Autistic Cleveland man claims he was hit by school bus, wants his bike replaced

Cleveland School District is investigating case

CLEVELAND - Alex Howe, 26, of Cleveland, relies on his mountain bike as his primary form of transportation, but for three weeks his bike has been left unrideable, after he claimed it was hit by a Cleveland school bus.

Howe told NewsChannel5 the incident took place at the intersection of Denison and Fulton Avenue on Nov. 13.

Howe reports he was riding his bike on the Fulton crosswalk when a school bus hit him while it was making a left hand turn from Denison onto Fulton.

Howe said the crosswalk light was in his favor, but the bus still clipped the back wheel of his bike, causing him to tumble onto the pavement.

"I don't know if she even knew that she hit somebody until I actually stood up, because she said the sun was in her eyes," said Howe. "She was asking me if I was okay and everything, and then she called the Cleveland school police, she was wondering if I needed an ambulance, but I said that I was okay, but I knew my bike wasn't."

Howe suffers from Autism, is on SSI, and still hasn't been able to get a drivers license or a car.

He showed 5 On Your Side how the alleged impact severely bent the back part of the frame on his bike.

"I just can't ride my bike anymore, the back tire rubs and skids along," said Howe. "It's really my only freedom, now I have to take RTA just to get around."

"I had to get my grandma just to pick me up to get me a ride over to my aunt's last week for Thanksgiving.
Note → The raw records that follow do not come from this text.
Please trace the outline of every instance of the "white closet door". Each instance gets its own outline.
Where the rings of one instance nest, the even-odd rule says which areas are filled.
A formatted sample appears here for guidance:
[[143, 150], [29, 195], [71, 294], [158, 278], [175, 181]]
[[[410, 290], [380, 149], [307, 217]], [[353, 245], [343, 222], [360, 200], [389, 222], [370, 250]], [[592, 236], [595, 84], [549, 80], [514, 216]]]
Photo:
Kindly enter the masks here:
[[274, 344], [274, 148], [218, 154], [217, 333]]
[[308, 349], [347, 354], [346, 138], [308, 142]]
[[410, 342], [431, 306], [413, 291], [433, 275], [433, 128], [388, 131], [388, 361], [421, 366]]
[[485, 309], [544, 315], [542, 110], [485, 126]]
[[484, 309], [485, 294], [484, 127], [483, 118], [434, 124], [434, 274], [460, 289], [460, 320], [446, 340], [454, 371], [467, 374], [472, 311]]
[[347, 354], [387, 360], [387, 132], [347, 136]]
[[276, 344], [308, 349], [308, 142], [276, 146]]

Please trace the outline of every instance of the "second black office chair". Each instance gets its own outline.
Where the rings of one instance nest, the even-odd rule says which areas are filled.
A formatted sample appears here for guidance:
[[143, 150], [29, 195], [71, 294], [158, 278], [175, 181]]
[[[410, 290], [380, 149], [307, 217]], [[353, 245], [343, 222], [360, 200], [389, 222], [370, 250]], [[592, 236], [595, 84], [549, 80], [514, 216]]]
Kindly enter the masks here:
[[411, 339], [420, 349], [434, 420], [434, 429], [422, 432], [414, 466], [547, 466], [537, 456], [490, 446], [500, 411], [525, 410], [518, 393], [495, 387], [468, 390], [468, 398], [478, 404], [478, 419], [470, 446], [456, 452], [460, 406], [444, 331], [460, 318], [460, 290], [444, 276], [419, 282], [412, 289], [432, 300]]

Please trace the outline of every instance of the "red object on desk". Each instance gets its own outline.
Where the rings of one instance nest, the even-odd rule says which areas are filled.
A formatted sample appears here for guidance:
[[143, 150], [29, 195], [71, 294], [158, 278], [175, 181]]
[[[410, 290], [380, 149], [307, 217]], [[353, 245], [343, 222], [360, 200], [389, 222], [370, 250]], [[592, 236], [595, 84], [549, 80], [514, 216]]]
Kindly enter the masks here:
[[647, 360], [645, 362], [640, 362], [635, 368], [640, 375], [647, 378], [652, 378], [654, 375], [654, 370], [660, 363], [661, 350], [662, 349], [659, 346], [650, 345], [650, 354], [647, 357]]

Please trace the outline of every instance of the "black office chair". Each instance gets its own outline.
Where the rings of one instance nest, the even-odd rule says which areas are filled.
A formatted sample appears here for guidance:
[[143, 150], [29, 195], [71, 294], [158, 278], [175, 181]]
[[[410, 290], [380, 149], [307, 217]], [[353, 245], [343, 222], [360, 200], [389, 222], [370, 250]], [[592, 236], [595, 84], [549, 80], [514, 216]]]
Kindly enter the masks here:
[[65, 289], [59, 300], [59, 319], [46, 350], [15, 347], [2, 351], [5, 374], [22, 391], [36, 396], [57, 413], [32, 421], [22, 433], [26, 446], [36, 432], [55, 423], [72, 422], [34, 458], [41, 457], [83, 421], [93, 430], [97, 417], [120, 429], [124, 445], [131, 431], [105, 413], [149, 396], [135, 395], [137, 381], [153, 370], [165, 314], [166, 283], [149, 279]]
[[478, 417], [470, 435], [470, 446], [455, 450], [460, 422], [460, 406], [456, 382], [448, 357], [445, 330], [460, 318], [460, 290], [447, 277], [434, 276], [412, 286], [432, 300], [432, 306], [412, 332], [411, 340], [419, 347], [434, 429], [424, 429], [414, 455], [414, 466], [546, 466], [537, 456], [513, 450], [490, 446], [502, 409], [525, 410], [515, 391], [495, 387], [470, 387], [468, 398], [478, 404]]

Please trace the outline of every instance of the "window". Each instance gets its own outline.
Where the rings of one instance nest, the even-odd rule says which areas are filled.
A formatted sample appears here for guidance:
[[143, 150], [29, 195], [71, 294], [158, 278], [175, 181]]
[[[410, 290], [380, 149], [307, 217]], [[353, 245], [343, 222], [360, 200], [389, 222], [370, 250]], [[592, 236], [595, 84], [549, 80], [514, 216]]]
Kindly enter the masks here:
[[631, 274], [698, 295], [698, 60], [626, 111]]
I was very thankful that I was not hurt or anything."

Howe told NewsChannel5 he filed all the proper reports, but so far he's heard nothing back from the school district on whether it will replace his bike.

"I've tried calling them three times already, I even went down there to turn in my incident report request and they still haven't given me anything back," explained Howe. "They say they're still waiting on a witness statement from somebody, but they would not give their contact information, and basically I was getting nowhere."

5 On Your Side contacted the Cleveland Metropolitan School District about this case, and the district responded immediately.

The district reports the incident is still under investigation, but said it would reach out to Howe to explore the possibility of getting him a new bike, or help him file a damage claim.

NewsChannel5 will follow up on this developing story.

Residents can file damage claims with their city online, or by going to their city hall.

In most cases, it's best to first file a police report, take pictures of the damage and get at least two estimates on the repair costs.

Most cities will have residents fill out a separate claim form and submit the claim to its law department.

Residents should keep in mind that legal claims can take more than 12 weeks to get through the process.

Instructions on how to file a claim with the City of Cleveland can be found on its website.